Después del baño no cruzaron palabra. Galván envolvió su cintura con una toalla y se puso su camisa de algodón de manga larga.
La señorita cajera le trajo un té caliente envuelta en una bata verde. Sólo cruzaban las miradas y bebían mientras escuchaban la música que pasaba en la radio. Era como si se conocieran de toda la vida. Pero no, en realidad sus soledades se habían encontrado.
Ninguno de los dos se animaba a romper el silencio. De pronto, la señorita cajera no pudo retener la risa y soltó una carcajada que rápidamente calló para no despertar a los demás.
-"Galván", le dijo sonriendo mientras le daba la mano. Ella contestó al mismo tiempo con el mismo gesto: "Irene".
Pero el silencio volvió y un aire de incomodidad se instaló en el pequeño estudio. Irene tomó la lámpara de pie y la dirigió hacia la pared roja. La habitación se llenó de luz acogedora que la señorita cajera aprovechó para sentarse sobre Galván mientras su bata caía por la espalda.

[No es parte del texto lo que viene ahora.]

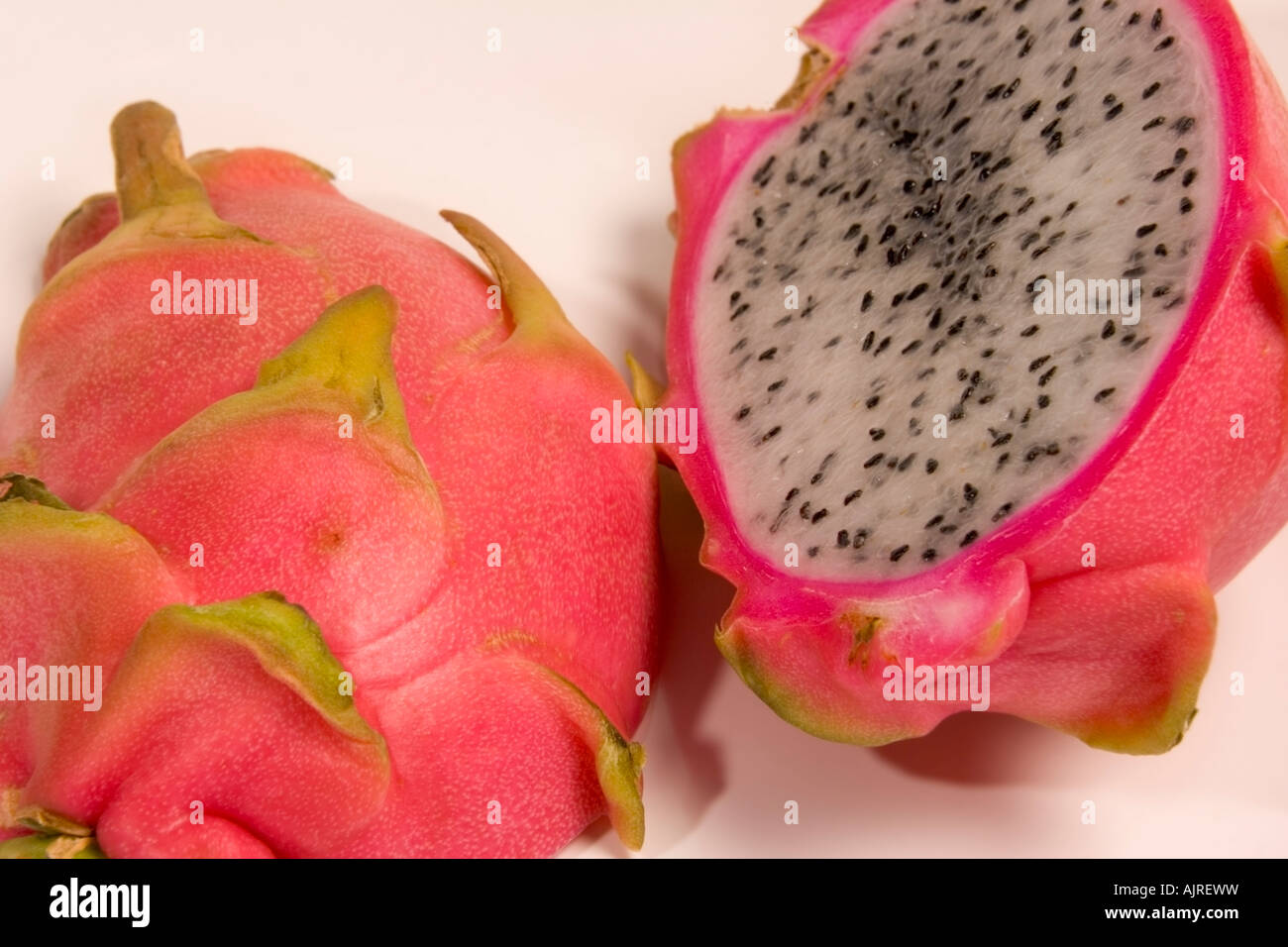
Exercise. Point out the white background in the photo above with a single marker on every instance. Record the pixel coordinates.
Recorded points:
(541, 141)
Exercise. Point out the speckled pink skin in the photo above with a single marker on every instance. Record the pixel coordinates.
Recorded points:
(1173, 505)
(478, 684)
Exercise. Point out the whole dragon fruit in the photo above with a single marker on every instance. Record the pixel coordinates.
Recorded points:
(984, 329)
(318, 596)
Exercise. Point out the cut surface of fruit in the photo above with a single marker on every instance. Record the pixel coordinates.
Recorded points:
(887, 377)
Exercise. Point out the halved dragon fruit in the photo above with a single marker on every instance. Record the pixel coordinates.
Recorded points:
(343, 589)
(984, 325)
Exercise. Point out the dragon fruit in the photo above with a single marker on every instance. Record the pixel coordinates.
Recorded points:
(323, 586)
(984, 330)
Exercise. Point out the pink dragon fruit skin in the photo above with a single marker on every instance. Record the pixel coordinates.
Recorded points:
(488, 699)
(1113, 655)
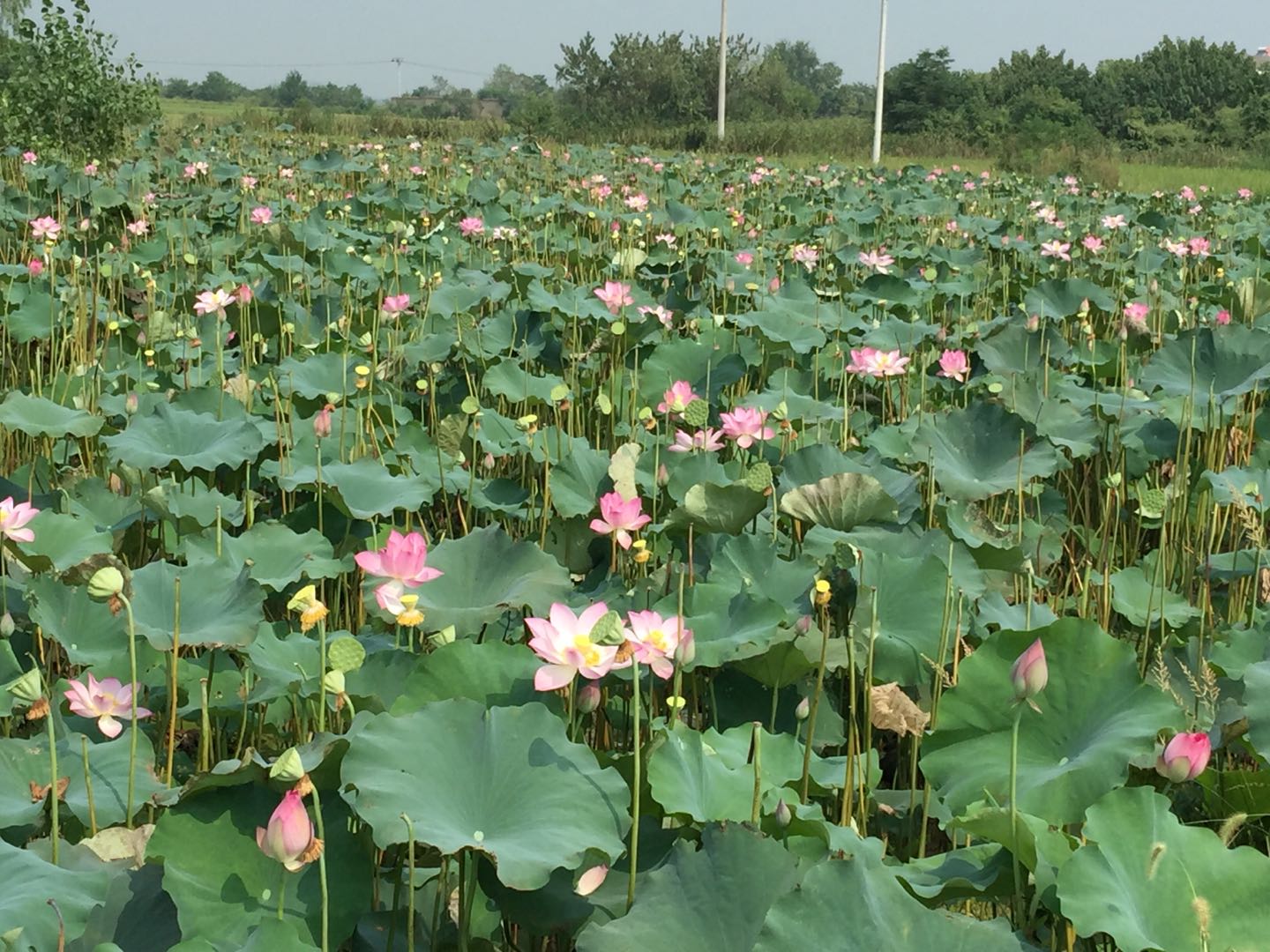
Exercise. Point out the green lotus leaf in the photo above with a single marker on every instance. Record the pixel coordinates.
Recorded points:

Le inspeccionó el rostro, le contó las arrugas y los lunares de la cara y descubrió el escondite de la cicatriz que le cubría el cabello. Le dio un beso y lo abrazó.
-"¡Irene. Irene!". Golpearon a la puerta.
Se ajustó la bata, se peinó y le hizo una seña a Galván para que se escondiera. El, de un salto, se metió bajo el sofá cama sin entender absolutamente nada.
Al abrir la puerta sintió un calor que le quemó la mejilla y le dejó un sabor a sangre en los labios.